To celebrate International Women’s Day 2021, ADCE announced the upcoming publication of a series of blog posts around female leadership and creativity.
Today, we mark the end of Women’s History Month with the first instalment of this series, an interview with Toby Allen and Jim Hilson, the Creative Directors of our 2019 Grand Prix winner and big-time women celebration campaign: Viva la Vulva.
While campaigns centred on gender equality and women’s empowerment are topping the ranks of creative awards around the world in recent years, Creative Teams are still mainly dominated by men, and it is our duty to push the agenda for equity and highlight the work of the female talent that goes uncredited or struggles to be heard and to be given power.
You are all male, and so is the Art Director and Copywriter of the piece, how did you come up with a piece for a brand of feminine hygiene products without having any women in the Creative Direction team?

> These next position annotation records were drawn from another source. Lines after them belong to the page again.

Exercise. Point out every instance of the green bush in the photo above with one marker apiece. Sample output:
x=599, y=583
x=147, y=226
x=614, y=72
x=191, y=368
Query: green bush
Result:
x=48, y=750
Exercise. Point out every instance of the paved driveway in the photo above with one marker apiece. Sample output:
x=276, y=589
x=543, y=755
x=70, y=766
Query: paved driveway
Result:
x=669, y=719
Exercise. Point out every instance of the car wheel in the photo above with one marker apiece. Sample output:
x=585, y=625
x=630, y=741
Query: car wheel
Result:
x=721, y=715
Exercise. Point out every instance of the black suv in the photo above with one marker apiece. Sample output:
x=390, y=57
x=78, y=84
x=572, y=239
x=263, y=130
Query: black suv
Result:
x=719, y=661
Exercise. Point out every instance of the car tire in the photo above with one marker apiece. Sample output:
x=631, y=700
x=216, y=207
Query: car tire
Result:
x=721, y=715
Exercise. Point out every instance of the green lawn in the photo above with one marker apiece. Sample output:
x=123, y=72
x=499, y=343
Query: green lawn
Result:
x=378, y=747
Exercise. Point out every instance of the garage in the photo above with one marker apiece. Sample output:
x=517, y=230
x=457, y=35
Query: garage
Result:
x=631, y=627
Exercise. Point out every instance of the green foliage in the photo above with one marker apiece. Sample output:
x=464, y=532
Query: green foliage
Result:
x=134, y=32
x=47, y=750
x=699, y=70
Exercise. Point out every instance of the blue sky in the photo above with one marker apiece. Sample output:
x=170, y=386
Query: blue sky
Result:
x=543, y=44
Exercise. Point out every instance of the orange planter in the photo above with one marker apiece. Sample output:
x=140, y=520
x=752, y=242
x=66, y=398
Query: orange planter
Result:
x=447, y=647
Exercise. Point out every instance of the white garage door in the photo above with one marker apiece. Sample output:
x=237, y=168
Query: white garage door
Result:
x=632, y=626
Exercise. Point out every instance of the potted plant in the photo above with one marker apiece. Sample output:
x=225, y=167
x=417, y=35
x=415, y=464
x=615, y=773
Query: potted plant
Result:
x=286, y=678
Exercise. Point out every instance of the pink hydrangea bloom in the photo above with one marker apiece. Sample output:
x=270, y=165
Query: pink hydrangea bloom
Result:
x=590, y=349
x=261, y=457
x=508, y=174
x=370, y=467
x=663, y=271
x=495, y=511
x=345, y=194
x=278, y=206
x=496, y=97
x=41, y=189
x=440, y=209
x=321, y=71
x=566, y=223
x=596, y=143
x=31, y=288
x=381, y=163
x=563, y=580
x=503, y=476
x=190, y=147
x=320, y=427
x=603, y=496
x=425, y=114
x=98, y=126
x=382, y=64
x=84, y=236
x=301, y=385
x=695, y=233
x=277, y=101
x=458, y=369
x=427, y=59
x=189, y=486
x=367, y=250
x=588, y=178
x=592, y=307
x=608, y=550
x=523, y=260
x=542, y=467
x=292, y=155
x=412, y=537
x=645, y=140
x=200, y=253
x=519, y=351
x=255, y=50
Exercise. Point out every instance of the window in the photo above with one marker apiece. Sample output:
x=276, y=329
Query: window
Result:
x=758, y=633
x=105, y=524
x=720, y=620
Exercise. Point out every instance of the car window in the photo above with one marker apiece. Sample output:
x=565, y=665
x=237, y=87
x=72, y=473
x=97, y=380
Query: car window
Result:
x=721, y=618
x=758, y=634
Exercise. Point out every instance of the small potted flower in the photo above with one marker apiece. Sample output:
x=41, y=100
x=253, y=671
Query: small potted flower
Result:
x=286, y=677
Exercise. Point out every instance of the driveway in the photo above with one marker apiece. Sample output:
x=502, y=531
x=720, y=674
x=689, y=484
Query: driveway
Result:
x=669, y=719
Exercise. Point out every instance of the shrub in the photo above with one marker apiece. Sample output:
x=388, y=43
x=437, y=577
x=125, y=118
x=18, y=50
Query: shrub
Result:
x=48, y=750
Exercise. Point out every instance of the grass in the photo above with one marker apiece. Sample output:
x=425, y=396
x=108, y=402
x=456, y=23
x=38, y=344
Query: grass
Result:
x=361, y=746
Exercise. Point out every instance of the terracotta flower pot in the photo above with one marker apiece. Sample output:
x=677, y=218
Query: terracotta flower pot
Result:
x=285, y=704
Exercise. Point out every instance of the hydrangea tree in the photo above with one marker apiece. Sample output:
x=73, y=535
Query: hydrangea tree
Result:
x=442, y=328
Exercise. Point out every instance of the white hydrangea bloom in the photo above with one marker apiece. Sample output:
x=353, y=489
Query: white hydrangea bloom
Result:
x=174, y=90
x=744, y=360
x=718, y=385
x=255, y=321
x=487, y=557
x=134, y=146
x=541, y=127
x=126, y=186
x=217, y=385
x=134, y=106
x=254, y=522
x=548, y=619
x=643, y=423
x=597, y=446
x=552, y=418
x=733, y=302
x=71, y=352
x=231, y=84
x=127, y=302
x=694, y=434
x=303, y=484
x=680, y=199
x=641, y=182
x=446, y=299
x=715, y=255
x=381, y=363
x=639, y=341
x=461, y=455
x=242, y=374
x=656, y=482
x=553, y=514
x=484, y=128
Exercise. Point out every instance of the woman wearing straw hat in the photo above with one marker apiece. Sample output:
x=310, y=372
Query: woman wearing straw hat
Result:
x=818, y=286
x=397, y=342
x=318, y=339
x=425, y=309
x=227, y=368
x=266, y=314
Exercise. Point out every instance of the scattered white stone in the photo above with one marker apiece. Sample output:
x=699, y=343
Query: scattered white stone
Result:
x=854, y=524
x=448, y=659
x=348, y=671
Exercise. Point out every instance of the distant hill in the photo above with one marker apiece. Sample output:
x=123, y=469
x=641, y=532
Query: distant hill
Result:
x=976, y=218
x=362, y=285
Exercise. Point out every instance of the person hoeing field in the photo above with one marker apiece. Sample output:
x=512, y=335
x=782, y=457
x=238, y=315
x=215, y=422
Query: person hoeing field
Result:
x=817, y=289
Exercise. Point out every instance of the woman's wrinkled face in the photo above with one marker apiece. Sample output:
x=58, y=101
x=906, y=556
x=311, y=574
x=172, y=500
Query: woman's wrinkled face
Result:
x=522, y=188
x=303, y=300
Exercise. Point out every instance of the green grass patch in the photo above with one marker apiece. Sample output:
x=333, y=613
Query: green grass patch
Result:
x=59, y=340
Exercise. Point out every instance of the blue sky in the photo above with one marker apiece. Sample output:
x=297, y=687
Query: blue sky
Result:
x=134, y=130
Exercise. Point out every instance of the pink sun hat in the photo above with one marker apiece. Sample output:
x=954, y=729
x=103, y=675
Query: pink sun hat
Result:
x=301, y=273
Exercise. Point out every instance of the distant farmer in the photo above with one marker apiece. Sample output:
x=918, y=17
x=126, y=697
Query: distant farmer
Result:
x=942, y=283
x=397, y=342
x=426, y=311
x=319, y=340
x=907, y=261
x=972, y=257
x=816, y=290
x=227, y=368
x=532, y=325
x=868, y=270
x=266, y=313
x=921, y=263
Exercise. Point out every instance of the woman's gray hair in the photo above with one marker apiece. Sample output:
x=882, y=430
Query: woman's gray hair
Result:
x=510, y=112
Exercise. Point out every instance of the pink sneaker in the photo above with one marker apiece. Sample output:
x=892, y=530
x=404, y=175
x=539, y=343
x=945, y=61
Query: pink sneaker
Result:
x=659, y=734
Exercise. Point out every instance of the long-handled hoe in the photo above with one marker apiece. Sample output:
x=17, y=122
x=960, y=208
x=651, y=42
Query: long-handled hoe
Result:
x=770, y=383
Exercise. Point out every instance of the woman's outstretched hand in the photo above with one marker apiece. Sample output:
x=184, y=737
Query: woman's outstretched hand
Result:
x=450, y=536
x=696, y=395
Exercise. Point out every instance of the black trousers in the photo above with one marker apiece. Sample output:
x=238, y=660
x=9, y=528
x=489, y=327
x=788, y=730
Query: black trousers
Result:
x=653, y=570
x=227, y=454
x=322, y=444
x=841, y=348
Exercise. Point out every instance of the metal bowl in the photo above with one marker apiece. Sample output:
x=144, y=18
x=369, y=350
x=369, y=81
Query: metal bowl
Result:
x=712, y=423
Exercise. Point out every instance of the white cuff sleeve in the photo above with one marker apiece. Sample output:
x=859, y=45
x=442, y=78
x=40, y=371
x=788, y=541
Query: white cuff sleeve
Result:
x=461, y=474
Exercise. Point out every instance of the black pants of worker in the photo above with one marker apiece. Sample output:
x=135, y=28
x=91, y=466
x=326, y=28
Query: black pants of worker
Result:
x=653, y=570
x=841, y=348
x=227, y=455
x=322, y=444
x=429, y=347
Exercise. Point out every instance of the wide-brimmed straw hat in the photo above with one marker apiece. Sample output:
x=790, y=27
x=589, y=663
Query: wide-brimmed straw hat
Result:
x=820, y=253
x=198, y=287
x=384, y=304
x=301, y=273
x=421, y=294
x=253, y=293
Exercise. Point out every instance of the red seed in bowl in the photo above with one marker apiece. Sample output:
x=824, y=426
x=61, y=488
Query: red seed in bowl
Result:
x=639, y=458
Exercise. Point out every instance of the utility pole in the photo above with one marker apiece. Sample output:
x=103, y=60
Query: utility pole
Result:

There were 54 women involved in making Viva La Vulva, and 4 men. So our names are on there as Creative Directors but in reality, it was led by brave female clients: Tanja Grubner and Martina Poulopati, a brilliant female strategist: Margaux Revol, and a passionate and tireless female account team: Tamara Klemich, Sara Abaza, Sarah Hore-Lacy, Nina Bhayana and Phoebe Swan. And the production was an all-female cast crew and collaborators, helmed by the peerless Kim Gehrig, who with Viva La Vulva became the first female director to win a D&AD Black Pencil.
They were all instrumental in shaping, making and defending the work. The male creative team Caio and Diego are empathetic and curious types who love asking questions; and being Brazilian they were comfortable asking some pretty intimate questions. So you had an open-minded male creative team learning from the brilliant women around them, while at the same time bringing a fresh – almost innocent – perspective to the issue. In a way that’s a blueprint for the success of all our Essity work: radical empathy and risk-taking creativity.
Have you been involved, before or since Viva la Vulva, in the creation of other campaigns involving women empowerment?
Yes, we have been global Creative Directors on the Essity business at AMV BBDO for the last 5 years, so we have been involved in many. Essity’s purpose is to break barriers to wellbeing, and in communications that often means breaking the cultural taboos that hold women back. For Libresse we have overseen Red.fit to help women exercise better on their period, #BloodNormal to normalize periods in culture, #Wombstories to dramatize untold and underrepresented experiences like miscarriage or the decision not to have children, and the latest chapter, #Painstories to visualize endometriosis pain. On TENA, we oversaw #Ageless to break the taboos around age and intimacy, and last week we launched #DespairNoMore to rebrand menopause in the Middle East – in Arabic it is called ‘The Age of Despair’.
The Pain Dictionary (#PainStories)
Did you discover something during the process of creation of the piece?
We learned so many things. Firstly, the element of surprise. After #BloodNormal we wanted to do something radically different, to counter expectations, and it paid off. Secondly, the power of joy. Everything in the film, from the direction to the humour, to the animation, to the music, was engineered to provoke joy, in order to combat the shame women had been made to feel about their bodies. There is real power in being single-minded about the emotion you want to create, using that emotion with clear strategic intent, and crafting everything towards that goal. And lastly, the space to grow. The script was good when we sent it out. But it was Kim’s idea to have the vulvas actually singing – giving lip-synching a whole new twist. If we hadn’t allowed space for the treatment to grow in that way, it would have been half the film.
How many awards has the piece received?
Viva La Vulva was the most awarded campaign in the Drum World Rankings 2019. It received over 200 awards, including a D&AD Black Pencil, a Titanium Lion at Cannes, and Grand Prixs at Clios, One Show and 20 other shows around the world including ADC*E.
Themes of gender equality and women empowerment often feature in advertising nowadays but the advertising world is still mainly dominated by men, especially in Creative Direction roles. What’s your take on the subject? Do you think things are changing or the industry needs a bit of a shake, not only on the outside (campaigns), but on the inside (teams)?
Change is bottom-up and top-down. From the bottom up, we launched AMV Hatch, a creative placement scheme to rebalance the department and bring in greater diversity, especially female creatives. We are doing everything we can to nurture and fast-track them, but it will take a few years for those creatives to rise to the Creative Director level. From the top-down, as a collective creative leadership team, we try to challenge stereotypes everywhere we find them, and that includes Creative Director casting. We shake things up by playing people ‘out of position’. So we lead Essity, dealing with periods and female incontinence, while Nadja Lossgott and Nicholas Hulley who wrote #BloodNormal and #Wombstories, lead Guinness which would have traditionally been seen as a male account. Diversity and inclusion isn’t all about the numbers, it’s also about bringing in different perspectives and challenging your own frames of reference. If we all do more of that, we’ll make fresher work, and will be better able to nurture the talent rising through the ranks.